With the use of these new integrated technologies comes the risk that in case of a connectivity failure, results could be unreported to the QC Data Management program. Advanced QC tools can alert users, scanning the program at fixed intervals to verify the presence of the QC results. If results are missing, alerts are displayed in the program and email notifications sent to laboratory staff. All aspects of these features are tracked in an audit trail that provides complete traceability. This is an important step for regulatory and accreditation purposes. Laboratories can easily generate reports that can be shared with an auditor or filed for future inspections.

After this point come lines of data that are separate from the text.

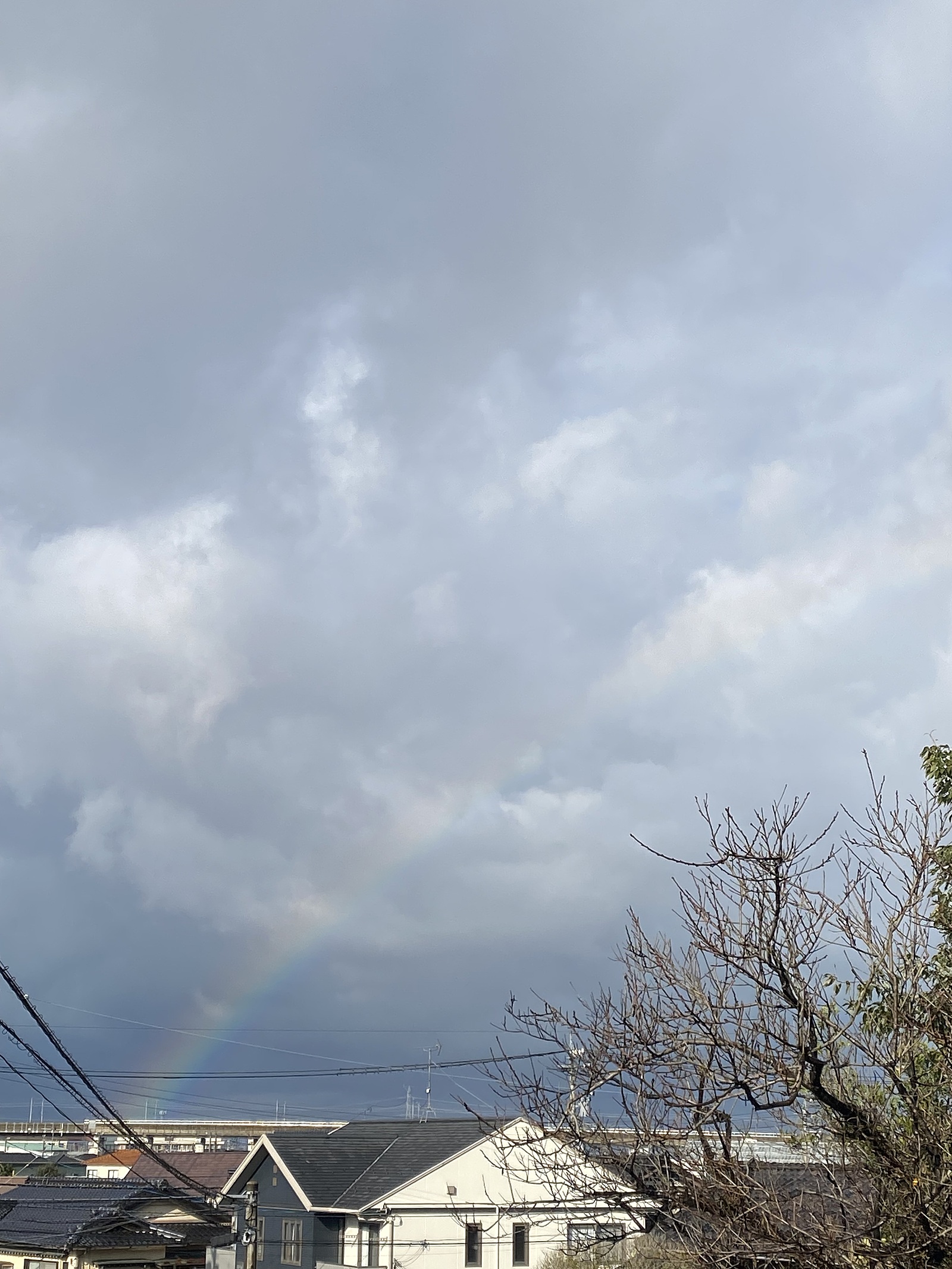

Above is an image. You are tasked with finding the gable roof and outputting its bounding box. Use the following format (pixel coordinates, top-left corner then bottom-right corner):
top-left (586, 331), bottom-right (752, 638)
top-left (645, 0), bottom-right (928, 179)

top-left (0, 1177), bottom-right (230, 1251)
top-left (84, 1149), bottom-right (142, 1167)
top-left (227, 1118), bottom-right (505, 1212)
top-left (128, 1149), bottom-right (248, 1194)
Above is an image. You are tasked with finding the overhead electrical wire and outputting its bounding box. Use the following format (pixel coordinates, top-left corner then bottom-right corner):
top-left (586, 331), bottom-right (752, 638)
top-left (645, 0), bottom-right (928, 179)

top-left (0, 962), bottom-right (213, 1196)
top-left (83, 1048), bottom-right (560, 1080)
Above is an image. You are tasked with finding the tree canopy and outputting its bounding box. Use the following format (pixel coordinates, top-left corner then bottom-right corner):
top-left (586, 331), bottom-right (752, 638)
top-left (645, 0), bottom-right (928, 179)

top-left (503, 745), bottom-right (952, 1269)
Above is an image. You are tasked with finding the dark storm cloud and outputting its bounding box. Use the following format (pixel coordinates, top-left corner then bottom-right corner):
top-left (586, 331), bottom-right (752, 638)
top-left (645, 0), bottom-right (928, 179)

top-left (0, 2), bottom-right (952, 1111)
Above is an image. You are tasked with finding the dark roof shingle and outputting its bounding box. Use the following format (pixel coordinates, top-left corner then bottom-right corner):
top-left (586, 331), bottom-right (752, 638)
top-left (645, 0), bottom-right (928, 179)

top-left (261, 1118), bottom-right (508, 1211)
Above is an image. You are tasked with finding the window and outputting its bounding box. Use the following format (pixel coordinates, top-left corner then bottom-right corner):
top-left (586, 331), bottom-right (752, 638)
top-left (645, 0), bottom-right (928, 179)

top-left (513, 1224), bottom-right (530, 1265)
top-left (466, 1224), bottom-right (483, 1265)
top-left (356, 1221), bottom-right (380, 1269)
top-left (568, 1221), bottom-right (625, 1251)
top-left (280, 1221), bottom-right (302, 1265)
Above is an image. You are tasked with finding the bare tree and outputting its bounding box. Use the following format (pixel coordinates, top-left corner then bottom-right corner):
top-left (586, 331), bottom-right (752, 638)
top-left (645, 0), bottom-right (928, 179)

top-left (492, 761), bottom-right (952, 1269)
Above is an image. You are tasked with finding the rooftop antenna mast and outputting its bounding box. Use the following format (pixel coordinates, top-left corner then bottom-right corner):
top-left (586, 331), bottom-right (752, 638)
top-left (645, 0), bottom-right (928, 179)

top-left (421, 1041), bottom-right (443, 1123)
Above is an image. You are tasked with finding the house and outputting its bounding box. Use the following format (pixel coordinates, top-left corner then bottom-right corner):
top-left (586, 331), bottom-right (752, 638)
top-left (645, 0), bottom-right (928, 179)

top-left (0, 1176), bottom-right (232, 1269)
top-left (218, 1118), bottom-right (649, 1269)
top-left (85, 1149), bottom-right (248, 1196)
top-left (128, 1149), bottom-right (253, 1195)
top-left (84, 1149), bottom-right (143, 1182)
top-left (0, 1149), bottom-right (86, 1176)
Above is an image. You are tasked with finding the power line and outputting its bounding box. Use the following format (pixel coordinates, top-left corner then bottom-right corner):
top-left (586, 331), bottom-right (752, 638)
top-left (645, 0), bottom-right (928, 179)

top-left (0, 962), bottom-right (213, 1195)
top-left (78, 1048), bottom-right (561, 1080)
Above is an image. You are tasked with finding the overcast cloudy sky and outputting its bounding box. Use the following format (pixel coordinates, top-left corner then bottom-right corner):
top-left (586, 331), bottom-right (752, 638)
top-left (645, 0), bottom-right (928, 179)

top-left (0, 0), bottom-right (952, 1117)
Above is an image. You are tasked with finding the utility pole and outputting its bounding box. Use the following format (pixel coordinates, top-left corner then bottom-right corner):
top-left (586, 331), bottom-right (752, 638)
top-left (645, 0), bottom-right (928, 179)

top-left (242, 1182), bottom-right (259, 1269)
top-left (422, 1041), bottom-right (443, 1123)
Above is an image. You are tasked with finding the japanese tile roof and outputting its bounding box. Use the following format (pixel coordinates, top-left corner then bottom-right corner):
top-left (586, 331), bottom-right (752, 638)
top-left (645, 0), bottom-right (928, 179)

top-left (0, 1177), bottom-right (230, 1251)
top-left (258, 1118), bottom-right (510, 1211)
top-left (84, 1149), bottom-right (142, 1167)
top-left (128, 1149), bottom-right (248, 1193)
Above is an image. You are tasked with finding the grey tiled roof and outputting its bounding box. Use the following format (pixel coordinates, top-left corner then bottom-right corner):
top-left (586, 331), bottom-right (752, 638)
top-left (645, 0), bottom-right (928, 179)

top-left (268, 1118), bottom-right (510, 1211)
top-left (0, 1177), bottom-right (227, 1251)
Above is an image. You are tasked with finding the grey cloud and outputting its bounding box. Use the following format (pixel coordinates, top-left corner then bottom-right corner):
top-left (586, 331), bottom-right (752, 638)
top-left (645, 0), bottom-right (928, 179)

top-left (0, 0), bottom-right (952, 1117)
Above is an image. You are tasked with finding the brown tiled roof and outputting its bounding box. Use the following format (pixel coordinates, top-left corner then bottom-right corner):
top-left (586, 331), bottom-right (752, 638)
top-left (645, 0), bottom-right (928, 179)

top-left (84, 1149), bottom-right (142, 1167)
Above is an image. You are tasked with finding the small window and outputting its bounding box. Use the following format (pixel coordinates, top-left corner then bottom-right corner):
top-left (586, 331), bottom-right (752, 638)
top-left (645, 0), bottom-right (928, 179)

top-left (280, 1221), bottom-right (302, 1265)
top-left (513, 1224), bottom-right (530, 1265)
top-left (568, 1221), bottom-right (625, 1251)
top-left (356, 1221), bottom-right (380, 1269)
top-left (466, 1224), bottom-right (483, 1265)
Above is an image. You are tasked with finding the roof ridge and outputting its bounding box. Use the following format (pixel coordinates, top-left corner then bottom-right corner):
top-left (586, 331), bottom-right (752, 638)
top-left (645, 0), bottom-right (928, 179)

top-left (334, 1137), bottom-right (400, 1207)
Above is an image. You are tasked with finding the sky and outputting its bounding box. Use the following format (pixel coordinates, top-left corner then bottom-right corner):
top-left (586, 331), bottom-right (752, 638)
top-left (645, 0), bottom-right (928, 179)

top-left (0, 0), bottom-right (952, 1118)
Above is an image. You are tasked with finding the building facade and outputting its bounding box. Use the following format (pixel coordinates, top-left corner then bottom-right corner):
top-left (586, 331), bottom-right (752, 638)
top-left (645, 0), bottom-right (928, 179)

top-left (212, 1119), bottom-right (650, 1269)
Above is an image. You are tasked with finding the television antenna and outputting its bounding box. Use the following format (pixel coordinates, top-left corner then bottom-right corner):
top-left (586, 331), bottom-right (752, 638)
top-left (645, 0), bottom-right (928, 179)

top-left (421, 1041), bottom-right (443, 1123)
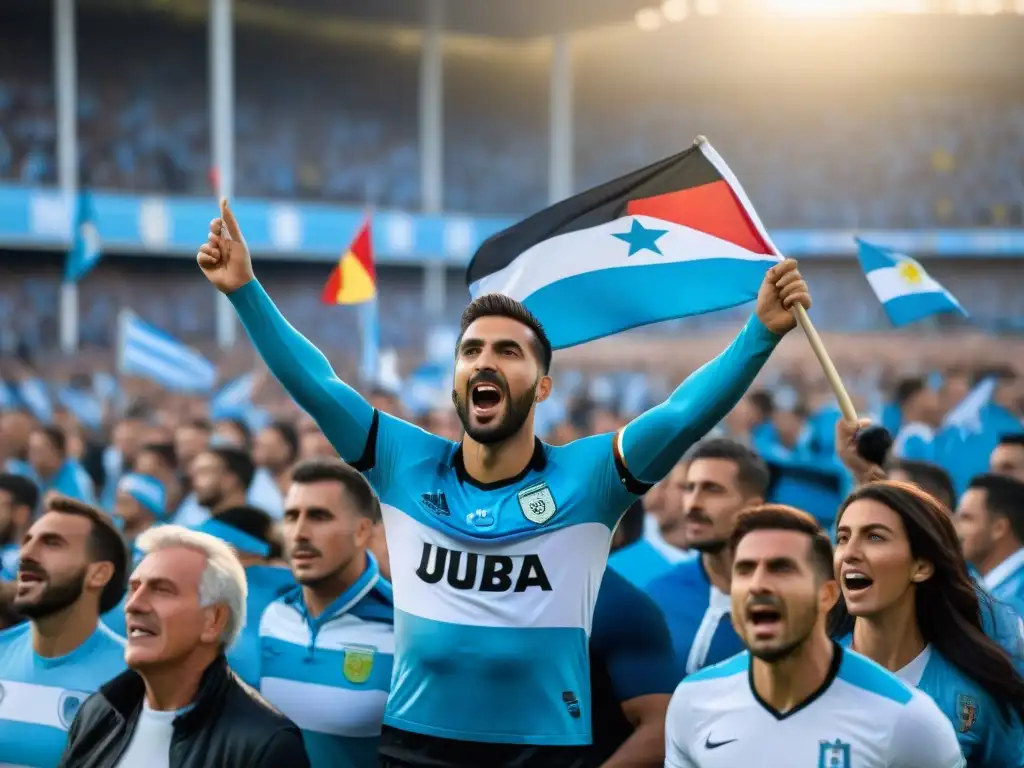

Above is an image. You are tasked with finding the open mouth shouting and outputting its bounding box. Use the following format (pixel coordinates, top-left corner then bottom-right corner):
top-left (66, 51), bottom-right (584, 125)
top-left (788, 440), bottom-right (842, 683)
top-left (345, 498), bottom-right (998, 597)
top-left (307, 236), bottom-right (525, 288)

Digital programs are able to more quickly integrate new QC concepts. Several new developments for QC are gaining popularity and will change workflow and design. There are significant advancements being made in the areas of risk management, QC frequency determination, measurement uncertainty, patient moving averages, and much more. Integrating these concepts into a digital program can help laboratories more rapidly adopt new QC practices and tailor processes to their current infrastructure. Future digital solutions may include modules for method evaluation or other less frequent statistical evaluations such as linearity assessments, contamination or carry-over studies, detection limits, and so on. These data management tools are all part of a digital QC management solution.
The integration of digital management of QC into the modern laboratory is critical. Not only does it allow for real-time decisions, but additional features such as QC design, risk management, data analysis, audit trails, reports, graphical representations, and interlaboratory participation are all part of a complete data management system.